Star Tribune Thursday, June 14, 2001

By Heron Marquez Estrada and Lourdes Medrano Leslie

It wasn't quite the day the Earth stood still, but much of downtown St. Paul came to a halt when an electrical fire shut off power to many buildings for more than an hour Wednesday morning.

The cause of the fire appeared to be a malfunctioning switching device in an underground vault, located next to the St. Paul Companies at the corner of Washington and 5th Sts.

The malfunction started a fire, which forced Xcel Energy to cut power to about half of downtown about 10:30 a.m. to ensure there wouldn't be an explosion in the vault.

Among the buildings affected were the St. Paul Companies, the St. Paul Hotel, the Ordway Center, the Landmark Center, Lawson Commons, Ecolab and dozens of other businesses.

Traffic also was snarled when signal lights stopped working; meanwhile, thousands of workers streamed into the streets.

"I've got 200 people sitting at their desks with nothing to do," said a supervisor at Qwest Communications. "It's more of a personnel and administrative nightmare for us."

No serious injuries were reported.

Power was restored to nearly every building by about 11:35 a.m., Xcel spokesman Paul Adelmann said. The St. Paul Companies and the Ordway were the last buildings to have power restored, at about 2 p.m.

Outside the Lawson building, Lisa Hallam smoked a cigarette and sipped a Coke while she waited to return to her job as an accountant on the 13th floor. She said the company's approximately 1,000 employees left the building after alarms went off.

"It got a little hot in the stairwell," she said of the walk down. "But it was better than having to go up 13 floors."

A St. Paul Companies spokeswoman said that the insurance company never closed and that only a few employees departed the building.

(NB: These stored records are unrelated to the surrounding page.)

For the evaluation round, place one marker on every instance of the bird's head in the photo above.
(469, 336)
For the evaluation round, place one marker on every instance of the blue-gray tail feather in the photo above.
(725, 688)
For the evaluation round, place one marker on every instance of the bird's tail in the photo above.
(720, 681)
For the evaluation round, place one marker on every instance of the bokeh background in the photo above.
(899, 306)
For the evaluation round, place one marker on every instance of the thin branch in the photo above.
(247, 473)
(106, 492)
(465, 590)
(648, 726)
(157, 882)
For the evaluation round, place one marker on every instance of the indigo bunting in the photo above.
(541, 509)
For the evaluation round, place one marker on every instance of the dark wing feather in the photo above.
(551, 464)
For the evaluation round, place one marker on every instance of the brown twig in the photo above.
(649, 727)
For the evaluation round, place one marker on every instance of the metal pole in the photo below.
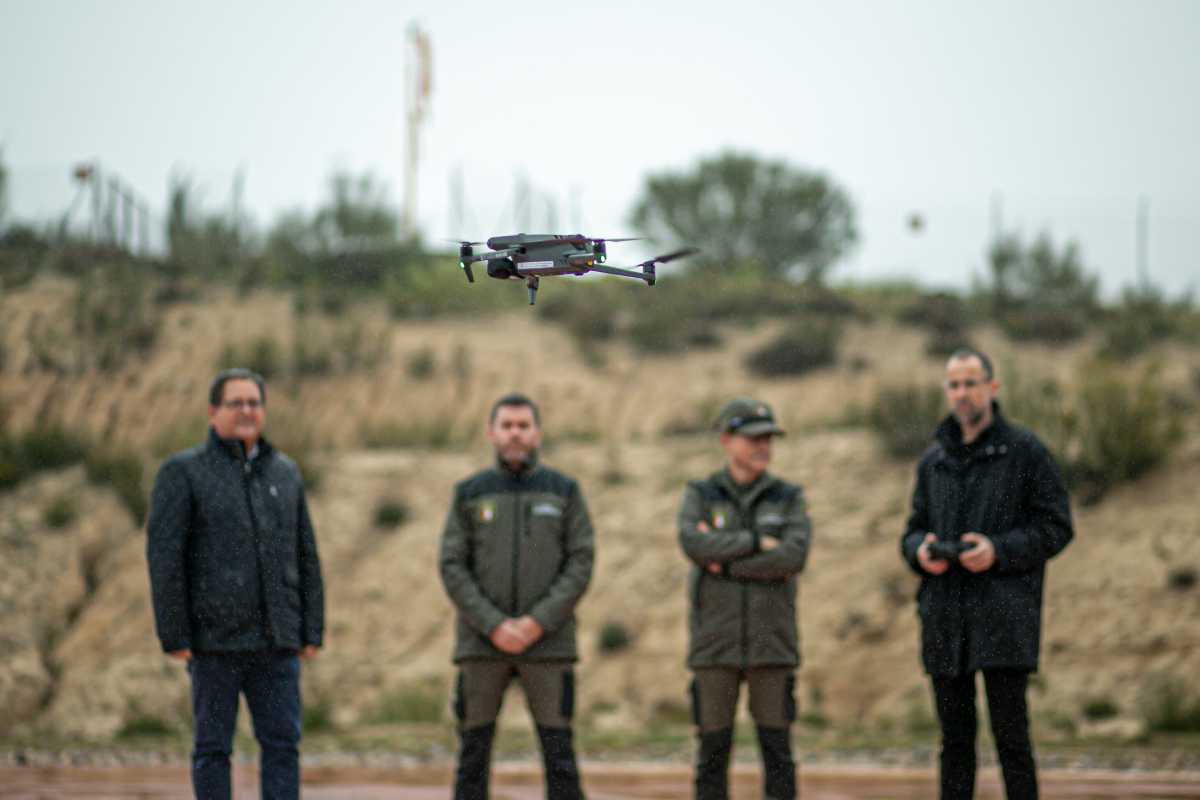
(1143, 242)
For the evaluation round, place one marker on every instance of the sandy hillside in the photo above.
(77, 649)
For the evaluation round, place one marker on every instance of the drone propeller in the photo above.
(671, 257)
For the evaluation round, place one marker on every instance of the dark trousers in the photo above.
(955, 698)
(550, 693)
(270, 681)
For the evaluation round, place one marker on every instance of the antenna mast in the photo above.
(419, 84)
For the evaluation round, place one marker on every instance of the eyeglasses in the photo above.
(969, 384)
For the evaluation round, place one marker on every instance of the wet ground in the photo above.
(604, 782)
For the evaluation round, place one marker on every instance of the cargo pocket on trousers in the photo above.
(790, 698)
(460, 699)
(568, 707)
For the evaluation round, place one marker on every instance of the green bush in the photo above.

At the RiverCentre convention center and arena complex, officials said that they were warned about the fire but that they never lost power.

However, visitors to the nearby Science Museum of Minnesota missed a film in the Omnitheater when the power failed.

Regions Hospital and St. Joseph's Hospital also didn't lose power, and backup generators kept the City Hall/Courthouse elevators and courtrooms humming.

Minnesota Public Radio (MPR), which has its studios in downtown St. Paul, was briefly off the air.

MPR Vice President Will Haddeland said the station was off "for a very, very short time before our pre-World War II generators kicked in," enabling the station to send its signal out to its 27 affiliates.

At Kincaid's restaurant, it was the second time in a month a power failure had spoiled lunch preparations.

"We probably lost [$7,000] to $8,000 today," said chef Justin Dumcum, who sat in the doorway along with other employees, trying to keep cool. "We've got experience dealing with this type of thing, but it's not something I like to do every day."

On Wabasha Street, city workers John Simonson, 20, and Sam Halter, 18, said they wondered why so many people were hanging around outside so early in the day, and why the traffic lights had stopped working.

But they kept hanging flower baskets with petunias, geraniums and marigolds along Wabasha light poles.

"We didn't know about the power outage," Halter said. "I thought it was an early lunch, or a smoke break."

Staff writer Curt Brown contributed to this report.